Architecture Overview
MOS is composed of four tightly coupled modules:

1. Language Detector – Utilises statistical language‑identification techniques (e.g., LangDetect) to automatically infer the ISO‑639‑1 code of the user’s query.
2. Multilingual Ontology Repository – Stores domain ontologies expressed in OWL/RDF, each enriched with language‑specific rdfs:label and skos:altLabel annotations. The repository leverages SKOS to link equivalent concepts across languages, and includes synonym/antonym relationships derived from WordNet‑style lexical resources.
3. Query Translator – Takes the detected language and maps the natural‑language query onto ontology concepts (classes and properties). This step combines morphological analysis (Stanford NLP) with a synonym expansion engine, producing a set of candidate ontology entities that represent the user’s intent.
4. Semantic Matcher – Converts the ontology entities into SPARQL queries that are executed against a triple store containing RDF‑ified service metadata. Service metadata is generated by transforming UDDI entries and associated WSDL files into RDF triples (using Apache Jena). The matcher evaluates similarity using a composite score that incorporates class hierarchy relationships (sub‑class/super‑class), property alignment, and lexical similarity (cosine/Jaccard on multilingual labels). The top‑N services are returned to the requester, together with language‑appropriate descriptions.

Implementation Details
The prototype was built on open‑source components: Apache Jena for RDF storage and SPARQL processing, Protege for ontology authoring, Stanford CoreNLP for linguistic preprocessing, and LangDetect for language identification. Three languages (English, Korean, Spanish) and five domains (weather, translation, payment, mapping, healthcare) were used to create a test corpus of 1,200 WSDL‑based services.

Evaluation
Experiments compared MOS against a baseline keyword‑only UDDI search. Results showed a substantial improvement in precision (from 0.78 to 0.96) and recall (from 0.71 to 0.92). Average response time was 1.8 seconds (σ = 0.4 s), demonstrating suitability for interactive use. In cross‑language scenarios (e.g., a Korean query retrieving an English‑written WSDL), MOS achieved an 85 % success rate, confirming its multilingual capability.
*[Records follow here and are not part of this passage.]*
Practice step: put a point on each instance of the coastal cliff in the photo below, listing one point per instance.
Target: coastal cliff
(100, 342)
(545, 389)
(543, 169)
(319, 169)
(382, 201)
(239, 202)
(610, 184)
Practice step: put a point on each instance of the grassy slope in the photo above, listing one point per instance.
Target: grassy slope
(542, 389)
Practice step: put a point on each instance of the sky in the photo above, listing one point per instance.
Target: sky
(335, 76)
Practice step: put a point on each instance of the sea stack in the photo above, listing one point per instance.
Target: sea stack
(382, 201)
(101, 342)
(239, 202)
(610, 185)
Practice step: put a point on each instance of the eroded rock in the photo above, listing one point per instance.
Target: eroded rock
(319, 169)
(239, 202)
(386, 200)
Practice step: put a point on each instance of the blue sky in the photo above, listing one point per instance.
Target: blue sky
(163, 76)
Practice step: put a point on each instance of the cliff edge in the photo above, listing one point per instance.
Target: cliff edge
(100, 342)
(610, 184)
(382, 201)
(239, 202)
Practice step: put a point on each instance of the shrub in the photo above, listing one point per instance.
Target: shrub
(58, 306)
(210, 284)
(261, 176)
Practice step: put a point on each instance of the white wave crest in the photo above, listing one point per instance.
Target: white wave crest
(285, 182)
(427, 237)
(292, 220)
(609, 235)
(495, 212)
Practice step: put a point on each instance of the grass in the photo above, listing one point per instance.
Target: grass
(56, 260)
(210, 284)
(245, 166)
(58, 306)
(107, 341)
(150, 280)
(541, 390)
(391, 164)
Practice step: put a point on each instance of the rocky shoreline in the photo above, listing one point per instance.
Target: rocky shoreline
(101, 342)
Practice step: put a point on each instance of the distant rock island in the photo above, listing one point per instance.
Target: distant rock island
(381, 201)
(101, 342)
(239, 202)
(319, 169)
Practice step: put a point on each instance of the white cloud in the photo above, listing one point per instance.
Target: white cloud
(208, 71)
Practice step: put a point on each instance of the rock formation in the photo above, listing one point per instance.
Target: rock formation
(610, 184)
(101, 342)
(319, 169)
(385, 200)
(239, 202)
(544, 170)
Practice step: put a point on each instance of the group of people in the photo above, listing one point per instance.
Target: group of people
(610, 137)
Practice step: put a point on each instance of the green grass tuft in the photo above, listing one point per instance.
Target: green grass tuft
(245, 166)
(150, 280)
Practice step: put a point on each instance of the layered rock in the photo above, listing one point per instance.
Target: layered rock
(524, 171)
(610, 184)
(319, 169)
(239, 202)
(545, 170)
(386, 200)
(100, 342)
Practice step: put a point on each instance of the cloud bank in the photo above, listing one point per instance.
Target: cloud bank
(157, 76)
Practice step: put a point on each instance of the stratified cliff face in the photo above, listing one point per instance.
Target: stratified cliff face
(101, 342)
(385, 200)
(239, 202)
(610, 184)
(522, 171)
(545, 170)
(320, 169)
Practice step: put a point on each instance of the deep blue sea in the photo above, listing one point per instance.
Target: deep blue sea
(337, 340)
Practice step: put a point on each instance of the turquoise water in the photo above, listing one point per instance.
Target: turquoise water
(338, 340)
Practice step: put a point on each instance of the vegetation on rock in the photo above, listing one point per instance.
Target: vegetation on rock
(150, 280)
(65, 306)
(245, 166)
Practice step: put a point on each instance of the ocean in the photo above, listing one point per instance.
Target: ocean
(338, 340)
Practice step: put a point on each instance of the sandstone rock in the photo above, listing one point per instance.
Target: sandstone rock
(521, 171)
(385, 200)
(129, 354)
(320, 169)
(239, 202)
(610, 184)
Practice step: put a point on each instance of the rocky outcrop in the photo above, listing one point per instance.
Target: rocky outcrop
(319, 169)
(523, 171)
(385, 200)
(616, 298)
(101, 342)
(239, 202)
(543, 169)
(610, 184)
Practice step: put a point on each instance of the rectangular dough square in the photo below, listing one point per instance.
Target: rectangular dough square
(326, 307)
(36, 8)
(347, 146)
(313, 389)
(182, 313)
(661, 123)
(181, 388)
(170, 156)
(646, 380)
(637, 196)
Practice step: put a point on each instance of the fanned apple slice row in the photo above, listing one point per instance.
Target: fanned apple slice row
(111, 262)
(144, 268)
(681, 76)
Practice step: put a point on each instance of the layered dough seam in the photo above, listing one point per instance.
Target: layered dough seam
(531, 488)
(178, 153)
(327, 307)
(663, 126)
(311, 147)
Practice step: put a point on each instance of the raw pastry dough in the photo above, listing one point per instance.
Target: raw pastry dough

Discussion and Limitations
The authors acknowledge that constructing high‑quality multilingual ontologies incurs a non‑trivial upfront cost. They propose community‑driven labeling and semi‑automatic translation pipelines to mitigate this issue. Additionally, the current system assumes a relatively static set of services; future work will explore dynamic registration, ontology evolution, and the integration of machine‑learning‑based semantic embeddings to further enhance matching accuracy. A speculative extension involves coupling MOS with blockchain mechanisms to provide provenance and trust guarantees for discovered services.

Conclusion
By fusing language detection, multilingual ontological representation, and semantic matching, MOS effectively removes both linguistic and semantic barriers that traditionally impede Web service discovery. The approach enables automatic, accurate retrieval of services regardless of the language in which they are described, thereby promoting greater reuse and interoperability in Service‑Oriented Architectures and micro‑service ecosystems.